Names of some of the children who died at the Tuam mother and baby home. The moral ground was ceded to the church and with it came the authority over sexual morality and the family and therefore the shaping of national identity. Photograph: Charles McQuillan/Getty Images

 

Since news broke of the discovery of a mass grave of babies in Tuam, there has been a fear that publication of the report of the Commission of Investigation into Mother and Baby Homes would mark the third in an unholy trinity of Church malfeasance in its stewardship of institutions for the most vulnerable in society.

First there was the report into the industrial schools, then came the Magdalene laundries, both set against the wider backdrop of widespread clerical sexual abuse in the parishes. The auguries were not good.

Instead, to the vocal consternation of some, the Church has emerged relatively unscathed. The commission found no evidence of sexual and very limited evidence of physical abuse, but rather placed the mistreatment suffered by women and girls, some as young as 12, at the feet of the families and fathers.

Dr Alyson Staunton is adjunct lecturer at the School of Theology, Philosophy and Music in DCU

“Responsibility for that harsh treatment rests mainly with the fathers of their children and their own immediate families. It was supported by, contributed to, and condoned by, the institutions of the State and the churches.

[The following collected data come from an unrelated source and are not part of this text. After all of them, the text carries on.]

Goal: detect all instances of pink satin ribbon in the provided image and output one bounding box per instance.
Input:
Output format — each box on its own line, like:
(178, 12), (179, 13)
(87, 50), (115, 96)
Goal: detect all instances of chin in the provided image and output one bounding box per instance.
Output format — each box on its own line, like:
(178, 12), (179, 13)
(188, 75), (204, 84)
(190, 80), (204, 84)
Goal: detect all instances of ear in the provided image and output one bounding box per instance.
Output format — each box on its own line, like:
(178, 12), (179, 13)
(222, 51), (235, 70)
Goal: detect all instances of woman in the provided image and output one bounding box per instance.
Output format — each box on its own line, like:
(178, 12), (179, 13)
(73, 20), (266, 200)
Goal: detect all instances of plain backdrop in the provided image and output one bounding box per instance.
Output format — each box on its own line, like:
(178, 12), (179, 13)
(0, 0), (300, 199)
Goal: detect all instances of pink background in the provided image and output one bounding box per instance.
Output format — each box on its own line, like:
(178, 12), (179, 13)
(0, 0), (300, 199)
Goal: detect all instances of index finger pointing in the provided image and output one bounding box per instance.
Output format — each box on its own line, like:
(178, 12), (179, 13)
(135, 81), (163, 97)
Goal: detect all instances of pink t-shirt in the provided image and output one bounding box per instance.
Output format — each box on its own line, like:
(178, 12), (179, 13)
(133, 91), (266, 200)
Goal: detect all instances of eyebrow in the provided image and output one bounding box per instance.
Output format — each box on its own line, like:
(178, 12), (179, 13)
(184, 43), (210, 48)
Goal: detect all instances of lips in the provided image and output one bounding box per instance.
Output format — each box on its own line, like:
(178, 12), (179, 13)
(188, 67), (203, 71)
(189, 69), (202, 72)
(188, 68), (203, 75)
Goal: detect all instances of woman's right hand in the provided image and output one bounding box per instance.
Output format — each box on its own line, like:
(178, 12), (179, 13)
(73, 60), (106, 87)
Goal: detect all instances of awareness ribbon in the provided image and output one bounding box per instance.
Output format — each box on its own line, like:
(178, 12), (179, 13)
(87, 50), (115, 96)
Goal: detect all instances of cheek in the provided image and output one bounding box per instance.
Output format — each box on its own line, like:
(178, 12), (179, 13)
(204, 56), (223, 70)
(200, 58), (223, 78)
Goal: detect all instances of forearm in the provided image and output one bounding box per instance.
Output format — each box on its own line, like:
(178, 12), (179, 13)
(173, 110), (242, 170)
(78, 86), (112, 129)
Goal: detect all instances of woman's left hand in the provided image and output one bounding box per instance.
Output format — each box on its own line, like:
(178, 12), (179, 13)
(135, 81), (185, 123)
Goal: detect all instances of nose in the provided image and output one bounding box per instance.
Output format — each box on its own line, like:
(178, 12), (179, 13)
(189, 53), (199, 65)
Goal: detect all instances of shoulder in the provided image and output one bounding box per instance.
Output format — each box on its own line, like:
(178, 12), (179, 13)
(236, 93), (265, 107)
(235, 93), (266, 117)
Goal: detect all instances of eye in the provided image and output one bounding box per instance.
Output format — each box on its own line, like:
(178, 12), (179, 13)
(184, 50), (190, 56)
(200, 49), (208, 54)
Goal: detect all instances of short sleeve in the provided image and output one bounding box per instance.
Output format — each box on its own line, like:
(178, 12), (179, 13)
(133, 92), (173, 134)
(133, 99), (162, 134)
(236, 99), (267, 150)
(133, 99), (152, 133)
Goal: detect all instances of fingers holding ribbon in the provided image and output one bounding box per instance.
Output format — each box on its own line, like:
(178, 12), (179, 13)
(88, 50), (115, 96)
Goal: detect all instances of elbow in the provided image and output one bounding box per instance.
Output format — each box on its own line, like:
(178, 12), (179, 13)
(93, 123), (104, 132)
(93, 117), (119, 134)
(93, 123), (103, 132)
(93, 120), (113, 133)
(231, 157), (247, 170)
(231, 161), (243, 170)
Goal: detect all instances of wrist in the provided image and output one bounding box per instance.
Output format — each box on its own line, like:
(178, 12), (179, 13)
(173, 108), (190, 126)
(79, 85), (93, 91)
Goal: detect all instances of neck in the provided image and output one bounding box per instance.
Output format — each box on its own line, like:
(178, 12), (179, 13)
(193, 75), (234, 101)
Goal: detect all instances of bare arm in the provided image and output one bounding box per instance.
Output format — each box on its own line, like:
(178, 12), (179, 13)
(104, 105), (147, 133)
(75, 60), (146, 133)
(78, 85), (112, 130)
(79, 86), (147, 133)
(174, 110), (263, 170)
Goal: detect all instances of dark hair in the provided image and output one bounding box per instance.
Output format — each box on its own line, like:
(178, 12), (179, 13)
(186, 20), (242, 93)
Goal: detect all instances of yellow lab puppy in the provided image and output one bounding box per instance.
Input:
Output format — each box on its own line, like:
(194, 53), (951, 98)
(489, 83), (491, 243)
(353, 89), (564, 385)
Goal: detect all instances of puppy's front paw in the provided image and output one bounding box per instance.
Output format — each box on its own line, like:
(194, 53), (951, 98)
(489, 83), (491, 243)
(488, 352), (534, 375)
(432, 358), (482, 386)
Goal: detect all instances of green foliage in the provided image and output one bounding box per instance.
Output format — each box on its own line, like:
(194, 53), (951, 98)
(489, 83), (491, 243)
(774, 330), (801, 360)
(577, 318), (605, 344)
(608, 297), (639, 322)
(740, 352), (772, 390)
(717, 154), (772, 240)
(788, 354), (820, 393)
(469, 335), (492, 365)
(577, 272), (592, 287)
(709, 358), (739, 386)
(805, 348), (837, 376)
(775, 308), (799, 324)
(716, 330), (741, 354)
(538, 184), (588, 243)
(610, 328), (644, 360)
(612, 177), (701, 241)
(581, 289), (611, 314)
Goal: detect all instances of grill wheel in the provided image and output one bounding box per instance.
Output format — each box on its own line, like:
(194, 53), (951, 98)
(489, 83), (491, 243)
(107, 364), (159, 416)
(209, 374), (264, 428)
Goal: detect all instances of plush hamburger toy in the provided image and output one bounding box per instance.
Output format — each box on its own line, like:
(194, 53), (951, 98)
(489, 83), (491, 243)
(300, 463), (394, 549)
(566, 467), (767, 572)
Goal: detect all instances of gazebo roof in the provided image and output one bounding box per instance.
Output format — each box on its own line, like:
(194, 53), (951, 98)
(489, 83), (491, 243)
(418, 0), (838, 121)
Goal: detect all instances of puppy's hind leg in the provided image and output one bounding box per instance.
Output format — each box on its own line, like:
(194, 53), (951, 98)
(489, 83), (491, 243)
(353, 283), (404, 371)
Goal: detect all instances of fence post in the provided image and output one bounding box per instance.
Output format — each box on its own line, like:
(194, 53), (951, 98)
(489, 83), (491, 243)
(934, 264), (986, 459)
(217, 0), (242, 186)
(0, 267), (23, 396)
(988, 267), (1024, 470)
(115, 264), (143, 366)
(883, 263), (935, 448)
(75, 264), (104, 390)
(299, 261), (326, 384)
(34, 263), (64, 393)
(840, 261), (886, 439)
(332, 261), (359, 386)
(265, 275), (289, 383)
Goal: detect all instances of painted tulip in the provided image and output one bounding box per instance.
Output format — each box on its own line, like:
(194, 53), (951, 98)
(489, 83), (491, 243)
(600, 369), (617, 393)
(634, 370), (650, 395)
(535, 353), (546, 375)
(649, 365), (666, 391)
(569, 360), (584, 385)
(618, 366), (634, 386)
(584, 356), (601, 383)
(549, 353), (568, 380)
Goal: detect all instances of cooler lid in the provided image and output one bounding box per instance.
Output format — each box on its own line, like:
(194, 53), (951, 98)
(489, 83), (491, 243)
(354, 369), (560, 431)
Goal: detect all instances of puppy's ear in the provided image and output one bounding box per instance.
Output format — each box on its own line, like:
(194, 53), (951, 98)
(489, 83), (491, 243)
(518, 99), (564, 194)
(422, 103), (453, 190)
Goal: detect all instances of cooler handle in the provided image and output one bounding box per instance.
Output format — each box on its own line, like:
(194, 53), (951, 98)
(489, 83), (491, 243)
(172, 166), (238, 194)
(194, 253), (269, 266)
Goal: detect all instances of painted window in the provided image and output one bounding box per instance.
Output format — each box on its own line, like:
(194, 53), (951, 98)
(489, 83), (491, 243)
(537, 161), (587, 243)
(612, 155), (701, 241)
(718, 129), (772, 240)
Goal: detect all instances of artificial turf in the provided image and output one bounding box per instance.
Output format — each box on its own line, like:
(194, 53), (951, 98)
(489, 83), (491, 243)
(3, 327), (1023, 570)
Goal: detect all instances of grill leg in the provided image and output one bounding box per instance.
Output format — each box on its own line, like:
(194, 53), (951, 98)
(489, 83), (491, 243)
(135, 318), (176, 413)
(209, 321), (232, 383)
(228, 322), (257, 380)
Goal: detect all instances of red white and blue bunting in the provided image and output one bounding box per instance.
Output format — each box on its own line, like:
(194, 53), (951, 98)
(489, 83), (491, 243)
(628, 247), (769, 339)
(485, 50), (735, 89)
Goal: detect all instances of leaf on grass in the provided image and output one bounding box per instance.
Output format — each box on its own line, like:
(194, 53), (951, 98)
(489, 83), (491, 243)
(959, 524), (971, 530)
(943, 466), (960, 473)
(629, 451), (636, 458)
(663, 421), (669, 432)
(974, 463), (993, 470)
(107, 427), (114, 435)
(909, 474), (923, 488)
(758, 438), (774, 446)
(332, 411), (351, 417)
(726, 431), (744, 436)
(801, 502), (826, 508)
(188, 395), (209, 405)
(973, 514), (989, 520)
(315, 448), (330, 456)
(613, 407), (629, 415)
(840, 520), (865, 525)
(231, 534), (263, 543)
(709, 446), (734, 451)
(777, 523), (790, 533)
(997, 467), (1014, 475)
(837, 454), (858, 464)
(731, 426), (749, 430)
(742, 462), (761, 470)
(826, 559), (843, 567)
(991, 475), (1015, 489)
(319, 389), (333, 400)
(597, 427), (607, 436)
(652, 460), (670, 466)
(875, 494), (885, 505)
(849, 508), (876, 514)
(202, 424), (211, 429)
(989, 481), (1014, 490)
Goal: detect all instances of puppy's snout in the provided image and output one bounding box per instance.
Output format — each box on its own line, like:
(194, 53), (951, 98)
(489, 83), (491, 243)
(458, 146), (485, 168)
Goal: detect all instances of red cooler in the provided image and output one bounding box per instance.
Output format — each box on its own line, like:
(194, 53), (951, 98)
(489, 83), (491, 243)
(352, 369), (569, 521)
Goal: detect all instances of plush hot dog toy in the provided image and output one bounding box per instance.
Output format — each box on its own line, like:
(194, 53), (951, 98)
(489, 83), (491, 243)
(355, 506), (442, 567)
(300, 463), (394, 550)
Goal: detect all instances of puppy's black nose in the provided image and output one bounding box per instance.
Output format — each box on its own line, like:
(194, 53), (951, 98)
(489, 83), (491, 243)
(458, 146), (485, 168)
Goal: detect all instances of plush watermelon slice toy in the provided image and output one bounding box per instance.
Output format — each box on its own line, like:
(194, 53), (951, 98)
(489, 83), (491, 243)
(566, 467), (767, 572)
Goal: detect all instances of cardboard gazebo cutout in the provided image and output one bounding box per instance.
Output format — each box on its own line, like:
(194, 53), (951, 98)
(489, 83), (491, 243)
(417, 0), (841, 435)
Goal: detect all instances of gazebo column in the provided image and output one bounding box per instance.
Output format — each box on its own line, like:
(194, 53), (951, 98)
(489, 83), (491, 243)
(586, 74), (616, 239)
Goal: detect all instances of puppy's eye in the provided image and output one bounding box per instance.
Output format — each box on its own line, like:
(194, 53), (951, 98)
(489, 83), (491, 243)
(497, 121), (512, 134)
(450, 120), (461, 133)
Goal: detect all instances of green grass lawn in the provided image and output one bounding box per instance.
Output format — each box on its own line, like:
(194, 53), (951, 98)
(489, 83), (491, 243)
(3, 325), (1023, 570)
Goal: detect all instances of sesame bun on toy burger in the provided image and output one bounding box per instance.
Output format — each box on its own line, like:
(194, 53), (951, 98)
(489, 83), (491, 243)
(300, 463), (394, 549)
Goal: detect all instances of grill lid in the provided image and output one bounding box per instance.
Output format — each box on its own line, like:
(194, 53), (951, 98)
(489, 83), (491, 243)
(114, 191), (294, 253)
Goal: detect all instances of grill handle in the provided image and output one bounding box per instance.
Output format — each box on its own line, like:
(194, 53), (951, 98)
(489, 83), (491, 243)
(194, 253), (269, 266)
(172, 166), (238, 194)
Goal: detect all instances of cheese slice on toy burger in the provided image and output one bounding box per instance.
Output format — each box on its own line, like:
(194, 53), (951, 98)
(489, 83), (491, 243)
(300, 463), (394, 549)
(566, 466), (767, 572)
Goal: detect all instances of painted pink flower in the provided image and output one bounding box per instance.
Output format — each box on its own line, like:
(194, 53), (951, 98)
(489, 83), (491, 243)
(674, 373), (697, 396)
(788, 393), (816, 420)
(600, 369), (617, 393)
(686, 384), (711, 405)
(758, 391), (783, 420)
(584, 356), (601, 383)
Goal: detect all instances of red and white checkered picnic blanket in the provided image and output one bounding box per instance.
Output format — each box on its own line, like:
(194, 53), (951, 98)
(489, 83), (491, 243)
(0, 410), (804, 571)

However, it must be acknowledged that the institutions under investigation provided a refuge – a harsh refuge in some cases – when the families provided no refuge at all.”

Debated

The merits or otherwise of the report will be debated for some time to come. Critics have rightly pointed to the overwhelming influence that the church has had over Irish society and how this contributed to the treatment of women. Indeed, it is hard to fathom in the progressive Ireland of today how enmeshed the State was with the church.

What marked the Irish out from the middle of the 19th century, a good 50 years or so before the formation of the Irish Free State, was not language, but religion. For the vast majority, to be Irish was to be Roman Catholic – even more so after the partitioning of the island.

Part of Ireland’s self-perceived identity was its moral superiority, a bulwark against the perceived moral decrepitude that was engulfing other nations in the 20th century. This identity was inextricably linked to its religiosity.

The nascent State granted to the church issues of education, health and welfare. The moral, if not the legislative ground was ceded to the church and with it came the authority over sexual morality and the family and therefore the shaping of national identity.

It was a sexual morality that was particularly repressive for women. The core of Catholic morality is the question of sin. Why, as Augustine pondered, do we sin? Why was it, he asked, do we have desires that we act upon, even though we wish to be good?

Sex without the possibility of conception was evil. This is why Thomas Aquinas thought that masturbation was a greater sin than rape

Augustine thought that the fault lay in our fallen nature which he traced back to our first parents, Adam and Eve, in the Garden of Eden. When they bit into the apple, acting contrary to God’s wishes, they knew shame. This sin, this imperfection in our God-given goodness, was passed on to each subsequent generation.

Its entry into humanity was through the first woman, Eve, who was tempted by the serpent and brought Adam to ruination. Christianity’s particular genius made this original sin generative, passed on from one generation to the next through the sexual act.

Calcified

Gradually this idea calcified. The creation of a celibate class in the priesthood and female religious created a hierarchy of sexual continence and moral worth. The only justification for sex was its generative aspect. One should only have sex in order to procreate, and only within the bond of marriage.

Extra-marital sex was therefore the basest of acts, one which writ large humanity’s foundational sin. Sex without the possibility of conception was evil. This is why Thomas Aquinas thought that masturbation was a greater sin than rape: while masturbation spilled seed, at least with rape there was the possibility of conception.

This sin was intrinsically identified with the female body. Ireland, in particular, struggling as a modern State, viewed the continence of the female body as a mirror to society. The legacy of years of colonisation had bred a particular thirst for ownership of land and the importance of kinship in a country which was largely agricultural and endemically poor.

The passage of land and wealth, in every society, has always been preserved through the bodies of men that women marry, and birth. Female sexuality therefore needed to be kept within strict bounds. The swollen belly of an unmarried woman betokened shame, a threat to the greater family unit in the need to feed another mouth, an encroachment upon the meagre wealth possessed.

The failure of the family to enforce Catholic teaching, to keep its girls continent, brought with it the inference that the girl was the lesser of the two Marys: Magdalene not Holy Mother. The shame not only sinned against the religious dimension of the family, but it spelled something broader, a societal ill that the State had set itself above.